The local newspaper described the incident as a “near riot.” Newspapers across Montana ran the story and wrote editorials about the need to control students. The university later determined that damages of the event totaled 37 cents for replacement of a cracked windowpane.
Students saw the obvious injustice of the suspension for participating in a snowball fight that ended quietly when women obeyed their curfew and retreated to their dorm rooms. Student activists organized a protest march and the campus newspaper endorsed it. The University president refused to come out when students approached the administration building. He left it to the Dean of Students to address them. The president did, however, appoint a student-faculty committee to look into the matter and eventually followed some ofits recommendations. The university set up a judicial review committee to examine administrative decisions on student conduct and to liberalize women’s hours. Meanwhile, suspensions were revoked and police charges against students all fizzled in court.
Before controversy over the snowball fight ended, another incident roiled newspapers across the state. After the student publications board ruled the student literary magazine could not publisha poem with “fuck” in it, the editor of the campus newspaper tried to publish it. The foremen of the university print shop refused to set the poem in type, so the newspaper editor distributed mimeographed copies in newspaper drop boxes across campus. I helped with that. Someone mailed a copy of the poem to the Montana governor’s wife and state newspapers were up in arms again.
About that time, university students across America were organizing against the Vietnam war and UM students joined them with teach-ins, marches and a draft card burning. I was at the first UM teach-in where a venerated philosophy professor quoted Jean Paul Sartre congratulating opponents of the war.

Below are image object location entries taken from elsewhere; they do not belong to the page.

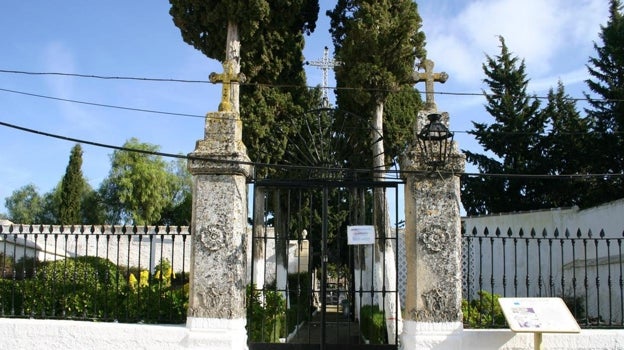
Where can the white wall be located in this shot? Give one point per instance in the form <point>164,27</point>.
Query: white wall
<point>122,249</point>
<point>70,335</point>
<point>608,217</point>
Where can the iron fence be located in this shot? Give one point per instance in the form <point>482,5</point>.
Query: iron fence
<point>584,269</point>
<point>103,273</point>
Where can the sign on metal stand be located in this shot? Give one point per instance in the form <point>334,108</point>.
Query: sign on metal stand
<point>538,316</point>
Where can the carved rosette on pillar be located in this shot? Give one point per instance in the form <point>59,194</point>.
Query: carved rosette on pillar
<point>220,167</point>
<point>433,245</point>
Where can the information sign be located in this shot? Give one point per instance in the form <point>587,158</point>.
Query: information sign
<point>362,234</point>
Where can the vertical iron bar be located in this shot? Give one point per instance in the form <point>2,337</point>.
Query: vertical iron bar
<point>324,265</point>
<point>586,280</point>
<point>609,281</point>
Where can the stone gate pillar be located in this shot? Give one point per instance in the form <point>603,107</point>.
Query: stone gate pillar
<point>219,165</point>
<point>433,317</point>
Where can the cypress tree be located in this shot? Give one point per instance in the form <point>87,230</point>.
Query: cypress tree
<point>72,187</point>
<point>512,138</point>
<point>606,110</point>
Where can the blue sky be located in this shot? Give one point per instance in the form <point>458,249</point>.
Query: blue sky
<point>138,39</point>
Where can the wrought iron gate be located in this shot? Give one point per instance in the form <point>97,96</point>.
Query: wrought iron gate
<point>309,288</point>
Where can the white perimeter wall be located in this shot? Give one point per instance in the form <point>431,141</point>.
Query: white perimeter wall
<point>56,335</point>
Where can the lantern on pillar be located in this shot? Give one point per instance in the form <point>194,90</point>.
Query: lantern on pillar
<point>435,142</point>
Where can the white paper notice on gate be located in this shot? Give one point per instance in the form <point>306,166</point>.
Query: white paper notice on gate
<point>361,234</point>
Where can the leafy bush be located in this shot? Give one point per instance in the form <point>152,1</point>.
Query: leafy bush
<point>483,312</point>
<point>73,287</point>
<point>6,266</point>
<point>372,324</point>
<point>299,298</point>
<point>265,315</point>
<point>95,288</point>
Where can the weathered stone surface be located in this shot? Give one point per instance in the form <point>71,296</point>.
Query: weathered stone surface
<point>219,166</point>
<point>222,150</point>
<point>432,236</point>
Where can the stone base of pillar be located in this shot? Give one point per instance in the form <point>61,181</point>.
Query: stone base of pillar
<point>431,336</point>
<point>215,333</point>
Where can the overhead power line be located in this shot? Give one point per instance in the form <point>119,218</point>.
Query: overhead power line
<point>101,104</point>
<point>144,110</point>
<point>173,80</point>
<point>285,166</point>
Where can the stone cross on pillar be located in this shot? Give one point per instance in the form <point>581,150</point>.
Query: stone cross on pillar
<point>227,78</point>
<point>433,318</point>
<point>429,77</point>
<point>325,64</point>
<point>220,168</point>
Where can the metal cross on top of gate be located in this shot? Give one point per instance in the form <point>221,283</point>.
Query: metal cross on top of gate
<point>429,77</point>
<point>227,78</point>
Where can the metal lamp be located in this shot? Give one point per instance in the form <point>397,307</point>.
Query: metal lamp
<point>434,141</point>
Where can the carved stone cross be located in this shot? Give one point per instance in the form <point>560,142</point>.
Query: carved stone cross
<point>227,78</point>
<point>429,77</point>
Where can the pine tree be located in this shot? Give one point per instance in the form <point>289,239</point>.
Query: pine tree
<point>564,151</point>
<point>512,138</point>
<point>606,111</point>
<point>272,39</point>
<point>72,188</point>
<point>378,43</point>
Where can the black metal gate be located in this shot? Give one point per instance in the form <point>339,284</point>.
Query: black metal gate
<point>310,288</point>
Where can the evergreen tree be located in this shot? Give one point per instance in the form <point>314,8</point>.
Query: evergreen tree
<point>271,37</point>
<point>378,43</point>
<point>606,111</point>
<point>564,151</point>
<point>72,188</point>
<point>513,139</point>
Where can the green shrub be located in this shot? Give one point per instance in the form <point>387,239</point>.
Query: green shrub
<point>483,312</point>
<point>265,315</point>
<point>73,287</point>
<point>372,324</point>
<point>299,299</point>
<point>95,288</point>
<point>6,266</point>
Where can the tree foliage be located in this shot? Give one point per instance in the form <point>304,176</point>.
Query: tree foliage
<point>271,38</point>
<point>512,140</point>
<point>24,205</point>
<point>72,188</point>
<point>606,110</point>
<point>390,32</point>
<point>138,186</point>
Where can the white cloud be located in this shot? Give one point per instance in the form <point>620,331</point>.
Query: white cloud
<point>57,57</point>
<point>550,35</point>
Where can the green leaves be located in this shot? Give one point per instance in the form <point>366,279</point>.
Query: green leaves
<point>139,182</point>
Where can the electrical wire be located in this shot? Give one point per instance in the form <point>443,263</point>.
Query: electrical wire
<point>172,80</point>
<point>101,104</point>
<point>387,173</point>
<point>143,110</point>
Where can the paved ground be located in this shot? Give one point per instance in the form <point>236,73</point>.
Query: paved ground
<point>338,330</point>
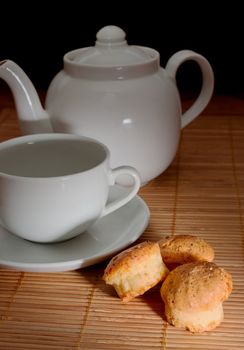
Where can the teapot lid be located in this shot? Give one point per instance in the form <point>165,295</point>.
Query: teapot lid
<point>111,52</point>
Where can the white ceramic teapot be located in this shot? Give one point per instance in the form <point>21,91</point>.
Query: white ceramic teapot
<point>117,94</point>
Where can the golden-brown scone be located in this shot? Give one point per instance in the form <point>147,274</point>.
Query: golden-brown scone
<point>182,249</point>
<point>135,270</point>
<point>193,294</point>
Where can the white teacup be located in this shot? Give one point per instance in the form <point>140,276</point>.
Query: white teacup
<point>54,186</point>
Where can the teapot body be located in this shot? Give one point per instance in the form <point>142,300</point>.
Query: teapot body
<point>138,119</point>
<point>117,94</point>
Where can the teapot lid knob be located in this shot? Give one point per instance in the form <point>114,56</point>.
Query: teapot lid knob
<point>110,36</point>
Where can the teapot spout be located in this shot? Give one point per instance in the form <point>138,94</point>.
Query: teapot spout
<point>32,117</point>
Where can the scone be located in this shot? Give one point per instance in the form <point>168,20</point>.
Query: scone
<point>182,249</point>
<point>135,270</point>
<point>193,294</point>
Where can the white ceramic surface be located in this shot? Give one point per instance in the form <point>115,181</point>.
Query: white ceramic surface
<point>105,238</point>
<point>118,94</point>
<point>54,186</point>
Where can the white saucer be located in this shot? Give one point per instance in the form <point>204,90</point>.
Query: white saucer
<point>105,238</point>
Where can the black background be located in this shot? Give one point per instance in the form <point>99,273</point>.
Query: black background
<point>37,35</point>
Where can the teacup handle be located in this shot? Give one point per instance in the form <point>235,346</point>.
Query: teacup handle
<point>207,81</point>
<point>123,170</point>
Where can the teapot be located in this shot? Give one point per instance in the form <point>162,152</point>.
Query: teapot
<point>118,94</point>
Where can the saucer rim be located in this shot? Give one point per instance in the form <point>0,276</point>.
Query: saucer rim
<point>73,264</point>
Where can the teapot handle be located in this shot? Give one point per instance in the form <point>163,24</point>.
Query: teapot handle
<point>207,82</point>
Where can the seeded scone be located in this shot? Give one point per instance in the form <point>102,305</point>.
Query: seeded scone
<point>193,294</point>
<point>135,270</point>
<point>181,249</point>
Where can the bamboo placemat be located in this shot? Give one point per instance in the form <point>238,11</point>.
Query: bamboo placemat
<point>201,193</point>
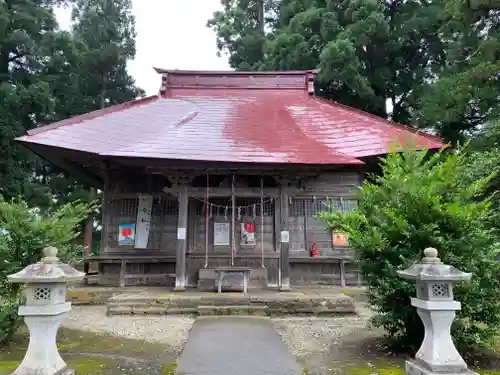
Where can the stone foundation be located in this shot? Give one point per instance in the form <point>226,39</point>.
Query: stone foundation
<point>268,304</point>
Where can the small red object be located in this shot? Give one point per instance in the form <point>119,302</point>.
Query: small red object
<point>314,248</point>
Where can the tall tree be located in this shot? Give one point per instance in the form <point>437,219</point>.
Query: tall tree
<point>25,98</point>
<point>106,31</point>
<point>465,97</point>
<point>369,52</point>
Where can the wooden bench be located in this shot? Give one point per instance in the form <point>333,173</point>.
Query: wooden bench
<point>123,260</point>
<point>222,271</point>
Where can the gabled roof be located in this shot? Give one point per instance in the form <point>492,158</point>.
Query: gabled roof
<point>265,117</point>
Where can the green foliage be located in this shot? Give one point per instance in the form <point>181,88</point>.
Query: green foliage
<point>466,94</point>
<point>421,200</point>
<point>368,51</point>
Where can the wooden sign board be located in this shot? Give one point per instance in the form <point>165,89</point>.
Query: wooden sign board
<point>340,239</point>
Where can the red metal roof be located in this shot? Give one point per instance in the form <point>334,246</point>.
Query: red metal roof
<point>232,117</point>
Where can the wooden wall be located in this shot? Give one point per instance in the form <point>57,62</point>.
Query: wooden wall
<point>337,188</point>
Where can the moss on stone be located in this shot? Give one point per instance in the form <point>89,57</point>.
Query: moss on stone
<point>90,353</point>
<point>169,369</point>
<point>382,368</point>
<point>390,368</point>
<point>8,366</point>
<point>89,365</point>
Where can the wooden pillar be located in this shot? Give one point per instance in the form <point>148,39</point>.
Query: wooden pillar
<point>180,260</point>
<point>89,228</point>
<point>285,240</point>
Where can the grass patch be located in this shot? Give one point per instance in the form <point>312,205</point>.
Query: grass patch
<point>93,354</point>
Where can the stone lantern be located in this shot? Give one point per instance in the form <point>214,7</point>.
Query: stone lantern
<point>46,286</point>
<point>436,308</point>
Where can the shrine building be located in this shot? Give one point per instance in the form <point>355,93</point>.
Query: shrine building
<point>223,169</point>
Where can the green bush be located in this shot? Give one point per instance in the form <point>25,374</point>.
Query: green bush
<point>417,201</point>
<point>24,233</point>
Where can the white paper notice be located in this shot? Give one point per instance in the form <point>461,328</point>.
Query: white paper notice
<point>143,221</point>
<point>285,236</point>
<point>221,234</point>
<point>181,233</point>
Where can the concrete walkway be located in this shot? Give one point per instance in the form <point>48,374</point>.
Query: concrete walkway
<point>236,346</point>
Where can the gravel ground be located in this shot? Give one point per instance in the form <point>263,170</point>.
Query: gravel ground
<point>323,345</point>
<point>318,343</point>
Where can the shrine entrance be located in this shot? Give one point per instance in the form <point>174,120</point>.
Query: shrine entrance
<point>236,233</point>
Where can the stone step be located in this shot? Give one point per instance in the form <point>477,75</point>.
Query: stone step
<point>261,310</point>
<point>148,310</point>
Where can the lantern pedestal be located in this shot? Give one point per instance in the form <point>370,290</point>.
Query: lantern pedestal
<point>46,287</point>
<point>436,307</point>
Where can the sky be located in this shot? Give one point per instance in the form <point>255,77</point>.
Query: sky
<point>171,34</point>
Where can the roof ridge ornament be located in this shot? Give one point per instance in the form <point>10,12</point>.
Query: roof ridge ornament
<point>310,84</point>
<point>164,84</point>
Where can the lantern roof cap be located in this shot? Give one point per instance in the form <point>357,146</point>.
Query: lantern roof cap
<point>48,270</point>
<point>432,269</point>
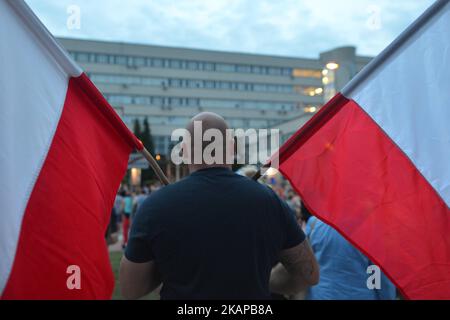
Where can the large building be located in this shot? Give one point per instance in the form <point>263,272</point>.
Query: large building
<point>169,85</point>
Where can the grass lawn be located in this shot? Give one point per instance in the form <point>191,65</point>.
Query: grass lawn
<point>115,262</point>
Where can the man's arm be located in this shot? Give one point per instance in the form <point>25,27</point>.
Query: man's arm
<point>138,279</point>
<point>298,270</point>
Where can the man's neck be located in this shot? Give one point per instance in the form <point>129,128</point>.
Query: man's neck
<point>196,167</point>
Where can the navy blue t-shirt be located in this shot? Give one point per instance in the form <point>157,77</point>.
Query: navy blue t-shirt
<point>213,235</point>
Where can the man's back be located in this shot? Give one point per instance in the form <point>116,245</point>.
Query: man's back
<point>213,235</point>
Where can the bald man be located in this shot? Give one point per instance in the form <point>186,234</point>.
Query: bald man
<point>215,235</point>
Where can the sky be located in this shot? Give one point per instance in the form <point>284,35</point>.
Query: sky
<point>299,28</point>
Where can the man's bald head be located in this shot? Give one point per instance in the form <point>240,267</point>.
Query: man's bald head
<point>209,120</point>
<point>215,124</point>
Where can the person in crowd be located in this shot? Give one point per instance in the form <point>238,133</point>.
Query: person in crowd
<point>138,200</point>
<point>215,235</point>
<point>126,215</point>
<point>343,269</point>
<point>118,206</point>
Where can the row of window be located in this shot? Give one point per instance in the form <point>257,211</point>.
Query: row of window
<point>201,84</point>
<point>138,61</point>
<point>118,99</point>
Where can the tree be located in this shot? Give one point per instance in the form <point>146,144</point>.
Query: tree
<point>147,138</point>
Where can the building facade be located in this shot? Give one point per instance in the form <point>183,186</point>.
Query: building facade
<point>169,85</point>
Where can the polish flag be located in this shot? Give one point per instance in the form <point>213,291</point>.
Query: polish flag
<point>63,154</point>
<point>374,162</point>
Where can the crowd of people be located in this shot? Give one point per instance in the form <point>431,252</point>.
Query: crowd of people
<point>127,202</point>
<point>343,267</point>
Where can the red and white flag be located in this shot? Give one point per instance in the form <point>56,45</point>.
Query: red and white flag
<point>63,154</point>
<point>375,161</point>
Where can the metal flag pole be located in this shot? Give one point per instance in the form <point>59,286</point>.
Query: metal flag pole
<point>154,164</point>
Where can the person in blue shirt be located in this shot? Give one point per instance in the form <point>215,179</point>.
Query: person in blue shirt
<point>343,269</point>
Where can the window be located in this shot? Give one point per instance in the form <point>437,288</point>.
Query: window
<point>102,58</point>
<point>192,65</point>
<point>175,64</point>
<point>82,57</point>
<point>139,62</point>
<point>224,67</point>
<point>244,69</point>
<point>122,60</point>
<point>306,73</point>
<point>208,66</point>
<point>209,84</point>
<point>157,63</point>
<point>274,71</point>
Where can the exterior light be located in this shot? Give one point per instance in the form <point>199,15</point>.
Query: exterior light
<point>271,172</point>
<point>332,66</point>
<point>310,109</point>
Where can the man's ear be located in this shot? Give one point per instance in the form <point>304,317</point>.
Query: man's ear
<point>185,152</point>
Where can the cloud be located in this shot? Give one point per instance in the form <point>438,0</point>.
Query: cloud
<point>278,27</point>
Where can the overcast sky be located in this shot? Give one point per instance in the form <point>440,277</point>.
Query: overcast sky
<point>279,27</point>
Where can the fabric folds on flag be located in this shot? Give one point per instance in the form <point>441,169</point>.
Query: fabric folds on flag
<point>375,161</point>
<point>64,153</point>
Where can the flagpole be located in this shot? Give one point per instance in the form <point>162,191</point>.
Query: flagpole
<point>394,46</point>
<point>154,164</point>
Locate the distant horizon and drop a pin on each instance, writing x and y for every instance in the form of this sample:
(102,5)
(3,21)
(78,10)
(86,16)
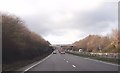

Activists’ early efforts sometimes were met with indifference and sometimes hostility. ROTC cadets called me a communist after I argued against the war in a classroom debate. Early anti-war marchers in Missoula were pelted with vegetables and pounded with sticks. Student opponents of the war were a small minority at UM in the mid-60s, but they became a majority soon.
In my memoir, I’m trying to braid events of the 60s with a descriptions of my personal adventures. During those years I watched my housemate cock his pistol and announce that he was going to kill a professor, got beat up by thugs who were looking for my gay housemates, and learned how to fake being crazy to avoid the draft. I also fell in love and got married. (After nearly 56 years, I think the marriage may take.)
I’ve been dredging through my recollections of those years and writing about them. I’ve also been going through the on-line files of the campus newspaper. It’s like playing whak-a-mole. Every time I begin to write about one thing, something else pops up. It’s been an endless trail of events and memories. I don’t know if I’ll ever get enough written to make a book, but I’m having fun trying. That’s the important thing.